1.6. Por outro lado, essa questão não contende com os pressupostos de tributação por métodos indiretos nem com os critérios de quantificação respetivos, visto que não põe em causa o valor de venda apurado pela administração tributária;
1.7. Assim sendo, a questão de saber se tal correção ofende aqueles princípios constitucionais não dependia de prévia reclamação, sendo, por isso, nesta parte ilegal a decisão judicial que assim o considerou.
1.8. Mas a falta de correção do valor de aquisição não afeta, em tal caso, a legalidade da liquidação adicional efetuada ao vendedor com base no valor de venda corrigido, podendo apenas pôr em causa a legalidade da atuação da administração tributária junto do comprador.*
* Sumário elaborado pelo Relator.
Recorrente:M... e outros
Recorrido 1:Fazenda Pública
Decisão:Concedido parcial provimento ao recurso.
Aditamento:
Parecer Ministério Publico:
1
Decisão Texto Integral:Acordam, em conferência, os juízes da Secção de Contencioso Tributário do Tribunal Central Administrativo Norte:

1. Relatório

1.1. «M…, I… e R… », sociedade irregular com o n.i.f. 9…, com sede na Rua…, em Vila do Conde, recorreu da sentença proferida pelo Tribunal Administrativo e Fiscal do Porto que julgando verificada a «exceção dilatória inominada da não reclamação prévia da fixação da matéria tributável», absolveu a Fazenda Pública da instância nos presentes autos de impugnação judicial da liquidação de Imposto sobre o Rendimento das Pessoas Coletivas do exercício de 1998.

Recurso esse que foi admitido com subida imediata nos próprios autos e com efeito meramente devolutivo.

Notificada da sua admissão, apresentou alegações e formulou as seguintes conclusões:

A. Por decisão do tribunal recorrido a fls. ?? o Meritíssimo Juiz a quo JULGA: «procedente a referida excepção dilatória e, consequentemente absolvo a Fazenda Pública da instância». É da totalidade desta decisão que se recorre, quer por se discordar do procedimento da excepção dilatória invocada pela Fazenda Pública, quer por subsistir uma omissão de pronúncia do Tribunal quanto à demais matéria de facto e de direito relevante invocada pela impugnante.

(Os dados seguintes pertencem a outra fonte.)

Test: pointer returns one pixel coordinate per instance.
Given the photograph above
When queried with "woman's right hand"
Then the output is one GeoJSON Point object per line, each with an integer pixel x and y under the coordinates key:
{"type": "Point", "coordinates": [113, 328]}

B. De facto, a sentença recorrida viola, entre outros o disposto nos artigos 87º a 90º da LGT, o artigo 117º do CPPT, e os artigos 13º, 103º, n. 3 e 104º n.º 2 da CRP.

C. A Fazenda Nacional invocou como excepção dilatória a preterição do disposto nos artigos 86º, n.º 5, 91º e 92º da LGT e 117º n.º 1 do CPPT, quanto à essencialidade do prévio pedido de revisão da matéria tributável apurada em sede de avaliação indireta, como pressuposto da impugnabilidade da liquidação.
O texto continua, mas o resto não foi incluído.